With a grant from CoMotion, Spirometry 360 had expanded its offerings to clinics in developing countries, and Stout told Goel about one such clinic in Khulna, Bangladesh, where he had developed an excellent relationship with the primary physician, Dr. Monsur Habib. “Dr. Habib’s practice just blew us all away,” Stout says. “The staff there just really embraced the spirometry training, and they were doing really good work.”

Dr. Habib’s clinic was the only one to specialize in pulmonary ailments for two hundred square miles. Patients with lung conditions came from all over to be tested and get treatment. As such, where some clinics in Seattle might see fifty patients in a week, Dr. Habib’s clinic saw that many in a day, and as many as a thousand a month. For Goel, it was a goldmine of data, and last December, he went to visit Dr. Habib in Bangladesh and see the operation for himself. He was able to spend more than two days testing SpiroSmart in the field, comparing its results with those of the standard spirometry test. “It was tremendously valuable,” he says.
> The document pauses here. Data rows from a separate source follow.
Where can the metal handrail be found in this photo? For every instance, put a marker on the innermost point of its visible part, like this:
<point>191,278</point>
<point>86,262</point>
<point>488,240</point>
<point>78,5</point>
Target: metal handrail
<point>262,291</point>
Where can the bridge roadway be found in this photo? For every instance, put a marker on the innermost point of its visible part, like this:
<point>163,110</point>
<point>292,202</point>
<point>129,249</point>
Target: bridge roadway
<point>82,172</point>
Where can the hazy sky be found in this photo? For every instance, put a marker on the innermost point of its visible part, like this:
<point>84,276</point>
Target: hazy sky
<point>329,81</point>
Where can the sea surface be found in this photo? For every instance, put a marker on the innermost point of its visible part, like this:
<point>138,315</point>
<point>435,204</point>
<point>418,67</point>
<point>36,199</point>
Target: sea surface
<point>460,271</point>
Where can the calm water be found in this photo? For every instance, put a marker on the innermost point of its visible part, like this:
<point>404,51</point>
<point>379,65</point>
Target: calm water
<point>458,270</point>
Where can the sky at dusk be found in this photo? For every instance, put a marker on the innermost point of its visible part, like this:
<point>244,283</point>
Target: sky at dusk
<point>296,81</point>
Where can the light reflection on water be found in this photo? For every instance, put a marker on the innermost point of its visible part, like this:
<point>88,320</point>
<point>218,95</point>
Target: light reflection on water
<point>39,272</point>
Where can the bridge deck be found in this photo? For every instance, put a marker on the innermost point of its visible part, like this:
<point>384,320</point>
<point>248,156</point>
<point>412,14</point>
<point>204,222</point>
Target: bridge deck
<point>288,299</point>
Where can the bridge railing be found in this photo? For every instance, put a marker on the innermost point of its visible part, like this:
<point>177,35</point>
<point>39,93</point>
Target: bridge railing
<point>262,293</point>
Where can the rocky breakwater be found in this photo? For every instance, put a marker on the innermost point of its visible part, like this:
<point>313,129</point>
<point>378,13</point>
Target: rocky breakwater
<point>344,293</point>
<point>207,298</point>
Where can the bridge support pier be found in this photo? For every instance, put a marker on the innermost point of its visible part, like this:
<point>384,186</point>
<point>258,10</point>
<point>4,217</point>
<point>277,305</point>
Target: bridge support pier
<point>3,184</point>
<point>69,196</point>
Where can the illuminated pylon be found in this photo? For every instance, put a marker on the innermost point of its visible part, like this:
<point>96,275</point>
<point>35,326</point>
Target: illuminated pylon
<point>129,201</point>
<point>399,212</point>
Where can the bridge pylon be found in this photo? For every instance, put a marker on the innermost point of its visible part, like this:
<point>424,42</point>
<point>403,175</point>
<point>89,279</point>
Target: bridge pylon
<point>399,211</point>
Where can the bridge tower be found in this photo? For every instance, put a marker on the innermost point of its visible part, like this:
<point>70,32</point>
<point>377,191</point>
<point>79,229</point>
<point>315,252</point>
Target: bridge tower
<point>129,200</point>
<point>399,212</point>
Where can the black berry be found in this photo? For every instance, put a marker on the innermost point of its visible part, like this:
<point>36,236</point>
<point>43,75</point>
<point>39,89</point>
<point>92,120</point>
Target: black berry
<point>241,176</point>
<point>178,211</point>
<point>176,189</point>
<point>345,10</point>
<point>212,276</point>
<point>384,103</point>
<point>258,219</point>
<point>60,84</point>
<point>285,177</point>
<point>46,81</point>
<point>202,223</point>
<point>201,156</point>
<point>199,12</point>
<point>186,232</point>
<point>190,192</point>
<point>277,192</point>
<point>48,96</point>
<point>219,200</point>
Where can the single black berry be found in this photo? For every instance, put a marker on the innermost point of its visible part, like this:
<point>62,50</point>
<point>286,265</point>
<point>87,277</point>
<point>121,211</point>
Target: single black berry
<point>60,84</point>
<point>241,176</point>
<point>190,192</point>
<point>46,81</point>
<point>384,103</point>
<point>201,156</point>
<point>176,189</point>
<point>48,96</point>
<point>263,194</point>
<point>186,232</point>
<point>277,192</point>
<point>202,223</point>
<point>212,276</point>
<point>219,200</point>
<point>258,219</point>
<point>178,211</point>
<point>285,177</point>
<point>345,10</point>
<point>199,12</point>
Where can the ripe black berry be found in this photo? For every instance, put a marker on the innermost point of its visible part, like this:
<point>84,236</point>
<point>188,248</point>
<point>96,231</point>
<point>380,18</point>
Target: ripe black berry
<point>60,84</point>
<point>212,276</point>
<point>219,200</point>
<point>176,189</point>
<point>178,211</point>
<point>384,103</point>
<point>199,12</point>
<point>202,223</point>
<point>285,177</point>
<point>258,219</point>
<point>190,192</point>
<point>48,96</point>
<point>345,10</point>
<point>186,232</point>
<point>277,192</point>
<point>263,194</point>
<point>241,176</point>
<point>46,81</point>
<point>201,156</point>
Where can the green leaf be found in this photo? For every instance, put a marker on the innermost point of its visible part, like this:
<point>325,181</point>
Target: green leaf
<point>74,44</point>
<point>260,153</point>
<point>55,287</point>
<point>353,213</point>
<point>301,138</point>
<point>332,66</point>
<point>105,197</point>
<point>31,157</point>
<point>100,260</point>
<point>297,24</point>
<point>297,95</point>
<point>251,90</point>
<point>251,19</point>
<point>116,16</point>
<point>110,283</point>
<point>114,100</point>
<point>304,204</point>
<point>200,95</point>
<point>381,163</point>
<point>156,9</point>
Dr. Habib has since provided more than two thousand head-to-head tests, and on a variety of ailments. From this, the SpiroSmart team will be able to improve their algorithm. He, Patel and Stout are hoping to launch SpiroSmart later in 2016, and are working to get FDA approval. The hope is that, with SpiroSmart, patients will eventually be able to use their own phones to track their lung function at home. And that, says Goel, will give them more control over their health, and their lives.